How do I compare a Unicode string that has different bytes, but the same value?

I'm comparing Unicode strings between JSON objects.

They have the same value:

a = '人口じんこうに膾炙かいしゃする'
b = '人口じんこうに膾炙かいしゃする'

But they have different Unicode representations:

String a : u'\u4eba\u53e3\u3058\u3093\u3053\u3046\u306b\u81be\u7099\u304b\u3044\u3057\u3083\u3059\u308b'
String b : u'\u4eba\u53e3\u3058\u3093\u3053\u3046\u306b\u81be\uf9fb\u304b\u3044\u3057\u3083\u3059\u308b'

How can I compare between two Unicode strings on their value?


Solution 1:

Unicode normalization will get you there for this one:

>>> import unicodedata
>>> unicodedata.normalize("NFC", "\uf9fb") == "\u7099"
True

Use unicodedata.normalize on both of your strings before comparing them with == to check for canonical Unicode equivalence.

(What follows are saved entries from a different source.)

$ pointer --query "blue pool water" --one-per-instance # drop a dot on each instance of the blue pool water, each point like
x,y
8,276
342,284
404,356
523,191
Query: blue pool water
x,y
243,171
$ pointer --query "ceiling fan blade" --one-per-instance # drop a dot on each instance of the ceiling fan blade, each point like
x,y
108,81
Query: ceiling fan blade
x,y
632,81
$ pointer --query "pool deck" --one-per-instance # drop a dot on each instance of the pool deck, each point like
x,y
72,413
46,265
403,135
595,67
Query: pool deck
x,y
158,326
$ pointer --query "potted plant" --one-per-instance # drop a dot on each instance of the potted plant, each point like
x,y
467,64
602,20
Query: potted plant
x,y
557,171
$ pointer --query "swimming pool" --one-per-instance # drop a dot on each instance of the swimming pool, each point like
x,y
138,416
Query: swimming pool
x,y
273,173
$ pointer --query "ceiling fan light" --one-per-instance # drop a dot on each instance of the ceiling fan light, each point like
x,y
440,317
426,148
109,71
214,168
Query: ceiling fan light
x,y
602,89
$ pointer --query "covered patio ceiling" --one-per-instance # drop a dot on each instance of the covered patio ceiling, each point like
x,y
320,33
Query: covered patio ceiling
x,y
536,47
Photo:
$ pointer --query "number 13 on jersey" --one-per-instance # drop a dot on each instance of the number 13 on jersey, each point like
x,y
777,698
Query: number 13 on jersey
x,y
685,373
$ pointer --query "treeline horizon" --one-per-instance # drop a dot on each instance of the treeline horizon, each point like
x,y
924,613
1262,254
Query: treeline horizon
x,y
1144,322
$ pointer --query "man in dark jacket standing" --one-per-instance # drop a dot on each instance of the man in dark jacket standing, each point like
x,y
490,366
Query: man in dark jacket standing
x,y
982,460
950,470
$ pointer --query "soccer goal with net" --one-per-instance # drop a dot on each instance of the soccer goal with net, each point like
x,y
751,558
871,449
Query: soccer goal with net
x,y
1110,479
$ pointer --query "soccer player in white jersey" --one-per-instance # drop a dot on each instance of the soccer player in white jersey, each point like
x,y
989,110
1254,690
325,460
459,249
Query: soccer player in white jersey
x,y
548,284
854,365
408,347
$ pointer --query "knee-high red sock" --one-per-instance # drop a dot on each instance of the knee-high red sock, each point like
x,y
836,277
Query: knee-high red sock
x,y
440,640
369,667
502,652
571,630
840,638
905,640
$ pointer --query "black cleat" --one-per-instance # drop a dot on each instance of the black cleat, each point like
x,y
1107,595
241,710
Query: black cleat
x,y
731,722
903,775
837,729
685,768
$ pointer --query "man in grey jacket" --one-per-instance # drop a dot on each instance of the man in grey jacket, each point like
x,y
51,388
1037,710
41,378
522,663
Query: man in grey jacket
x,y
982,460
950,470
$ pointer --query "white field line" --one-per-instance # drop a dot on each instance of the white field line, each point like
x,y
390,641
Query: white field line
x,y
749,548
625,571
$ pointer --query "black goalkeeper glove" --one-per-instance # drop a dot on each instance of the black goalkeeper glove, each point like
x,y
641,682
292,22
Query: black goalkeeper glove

Character U+F9FB is a "CJK Compatibility" character. These characters decompose into one or more regular CJK characters when normalized.

Solution 2:

Character U+F9FB (炙) is a CJK Compatibility Ideograph. These characters are distinct code points from the regular CJK characters, but they decompose into one or more regular CJK characters when normalized.

Unicode has an official string collation algorithm called UCA designed for exactly this purpose. Python does not come with UCA support as of 3.7,* but there are third-party libraries like pyuca:

>>> from pyuca import Collator
>>> ck = Collator().sort_key
>>> ck(a) == ck(b)
True

For this case—and many others, but definitely not all—picking the appropriate normalization to apply to both strings before comparing will work, and it has the advantage of support built into the stdlib.

* The idea has been accepted in principle since 3.4, but nobody has written an implementation—in part because most of the core devs who care are using pyuca or one of the two ICU bindings, which have the advantage of working in current and older versions of Python.